【幌加内】4年前に倒壊し昨年から再建工事が行われてきた、戦時中の朝鮮半島出身犠牲者の歴史を伝える「笹(ささ)の墓標展示館」(上川管内幌加内町朱鞠内)の上棟式が7日、行われた。

 同館は、朝鮮半島出身者が戦前や戦中に道内の工事現場などに動員され、過酷な労働で犠牲になった歴史を残すため、1995年に旧光顕寺を展示館にして開館した。旧深名線や幌加内町の雨竜ダムの建設工事で亡くなった労働者の遺品を展示し、日韓の学生らが交流する場となってきたが、2020年1月に雪の重みなどで倒壊した。

 同館を管理していたNPO法人「東アジア市民ネットワーク」の殿平善彦代表(深川)らの実行委が再建資金を募り、国内外から約5400万円を集めた。
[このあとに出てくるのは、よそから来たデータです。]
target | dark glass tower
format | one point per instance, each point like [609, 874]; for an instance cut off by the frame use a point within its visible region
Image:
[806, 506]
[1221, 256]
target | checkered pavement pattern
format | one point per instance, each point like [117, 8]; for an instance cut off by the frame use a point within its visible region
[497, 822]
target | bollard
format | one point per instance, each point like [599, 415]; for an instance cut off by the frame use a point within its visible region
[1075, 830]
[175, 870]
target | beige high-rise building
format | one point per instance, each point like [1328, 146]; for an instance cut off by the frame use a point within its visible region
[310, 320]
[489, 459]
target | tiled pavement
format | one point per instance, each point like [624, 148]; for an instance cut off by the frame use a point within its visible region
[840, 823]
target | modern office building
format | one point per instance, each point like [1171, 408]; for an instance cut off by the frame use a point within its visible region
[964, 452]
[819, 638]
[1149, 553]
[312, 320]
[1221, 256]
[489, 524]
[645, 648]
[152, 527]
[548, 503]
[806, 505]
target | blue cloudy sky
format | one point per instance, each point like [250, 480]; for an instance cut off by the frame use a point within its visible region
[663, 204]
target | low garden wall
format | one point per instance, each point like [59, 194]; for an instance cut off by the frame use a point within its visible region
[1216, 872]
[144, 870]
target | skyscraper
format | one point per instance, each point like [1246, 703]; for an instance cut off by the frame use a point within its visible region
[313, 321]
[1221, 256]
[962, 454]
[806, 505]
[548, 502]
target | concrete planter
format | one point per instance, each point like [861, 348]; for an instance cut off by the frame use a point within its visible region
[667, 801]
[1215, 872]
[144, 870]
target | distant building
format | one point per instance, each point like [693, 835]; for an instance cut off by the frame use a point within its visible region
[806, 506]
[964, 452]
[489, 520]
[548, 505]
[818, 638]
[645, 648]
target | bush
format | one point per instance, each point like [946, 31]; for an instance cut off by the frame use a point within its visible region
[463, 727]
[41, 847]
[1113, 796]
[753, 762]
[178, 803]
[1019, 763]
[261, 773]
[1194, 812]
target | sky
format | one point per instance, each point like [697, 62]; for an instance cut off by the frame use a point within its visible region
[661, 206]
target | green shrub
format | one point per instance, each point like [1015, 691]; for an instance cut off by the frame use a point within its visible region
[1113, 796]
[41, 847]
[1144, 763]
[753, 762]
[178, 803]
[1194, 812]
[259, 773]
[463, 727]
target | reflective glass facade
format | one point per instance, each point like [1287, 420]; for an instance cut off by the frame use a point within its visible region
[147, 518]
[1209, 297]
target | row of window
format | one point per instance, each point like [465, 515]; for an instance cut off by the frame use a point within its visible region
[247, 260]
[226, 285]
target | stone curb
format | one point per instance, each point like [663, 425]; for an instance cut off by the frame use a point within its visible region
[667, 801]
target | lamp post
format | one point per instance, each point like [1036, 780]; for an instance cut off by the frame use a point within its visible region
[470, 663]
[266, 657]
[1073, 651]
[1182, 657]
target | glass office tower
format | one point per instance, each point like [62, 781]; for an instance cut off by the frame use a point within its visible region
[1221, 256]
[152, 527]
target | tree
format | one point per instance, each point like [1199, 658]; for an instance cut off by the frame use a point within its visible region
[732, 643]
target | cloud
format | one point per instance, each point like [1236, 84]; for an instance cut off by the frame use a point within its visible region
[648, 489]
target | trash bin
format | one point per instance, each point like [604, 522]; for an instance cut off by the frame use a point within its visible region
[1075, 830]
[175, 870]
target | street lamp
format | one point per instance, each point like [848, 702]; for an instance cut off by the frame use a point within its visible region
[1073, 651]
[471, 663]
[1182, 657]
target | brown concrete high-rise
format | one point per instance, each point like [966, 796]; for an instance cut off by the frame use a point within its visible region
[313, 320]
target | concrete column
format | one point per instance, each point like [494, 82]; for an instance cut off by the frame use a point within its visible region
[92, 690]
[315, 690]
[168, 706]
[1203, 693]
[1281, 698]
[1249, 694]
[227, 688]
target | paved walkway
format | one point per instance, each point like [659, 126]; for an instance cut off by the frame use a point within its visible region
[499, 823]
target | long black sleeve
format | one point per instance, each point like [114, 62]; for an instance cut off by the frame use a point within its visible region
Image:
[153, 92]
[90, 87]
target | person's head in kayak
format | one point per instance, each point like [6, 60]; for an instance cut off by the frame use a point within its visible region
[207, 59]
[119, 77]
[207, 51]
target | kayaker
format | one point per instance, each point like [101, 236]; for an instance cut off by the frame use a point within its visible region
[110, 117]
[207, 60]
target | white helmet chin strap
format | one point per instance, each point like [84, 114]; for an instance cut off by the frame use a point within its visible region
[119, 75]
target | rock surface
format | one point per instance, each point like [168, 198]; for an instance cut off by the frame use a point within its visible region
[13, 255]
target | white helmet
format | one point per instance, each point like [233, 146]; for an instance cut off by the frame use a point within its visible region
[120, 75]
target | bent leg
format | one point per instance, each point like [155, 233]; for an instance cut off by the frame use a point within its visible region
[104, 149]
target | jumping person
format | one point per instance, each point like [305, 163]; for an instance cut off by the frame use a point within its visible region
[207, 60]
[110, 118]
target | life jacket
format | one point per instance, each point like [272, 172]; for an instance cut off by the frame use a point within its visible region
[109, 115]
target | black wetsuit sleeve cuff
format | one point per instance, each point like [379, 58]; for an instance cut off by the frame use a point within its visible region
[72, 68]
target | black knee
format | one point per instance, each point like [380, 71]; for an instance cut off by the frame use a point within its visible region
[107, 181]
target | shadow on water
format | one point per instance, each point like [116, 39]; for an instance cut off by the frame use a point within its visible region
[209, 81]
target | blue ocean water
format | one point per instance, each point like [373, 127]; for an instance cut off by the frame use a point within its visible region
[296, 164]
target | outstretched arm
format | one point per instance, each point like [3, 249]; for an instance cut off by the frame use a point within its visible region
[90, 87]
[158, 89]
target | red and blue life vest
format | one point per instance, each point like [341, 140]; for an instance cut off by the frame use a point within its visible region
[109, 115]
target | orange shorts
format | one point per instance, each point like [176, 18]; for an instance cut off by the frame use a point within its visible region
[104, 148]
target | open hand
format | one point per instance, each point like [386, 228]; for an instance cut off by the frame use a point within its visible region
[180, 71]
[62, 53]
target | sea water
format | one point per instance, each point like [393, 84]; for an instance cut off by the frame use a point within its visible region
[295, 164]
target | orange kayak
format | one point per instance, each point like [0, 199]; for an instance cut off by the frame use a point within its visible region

新館は鉄骨造り平屋で床面積は約140平方メートル。約50平方メートルの展示室を設ける。9月に完成予定。

 上棟式には、実行委や支援者、細川雅弘幌加内町長ら約20人が出席した。殿平代表は、日韓の若者らが労働者の遺骨を共同で発掘した経緯などに触れ「若い人たちがつながっていく大事な場をもう一度つくりたいという思いに、応えてくれた人たちの願いがこもっている」とあいさつした。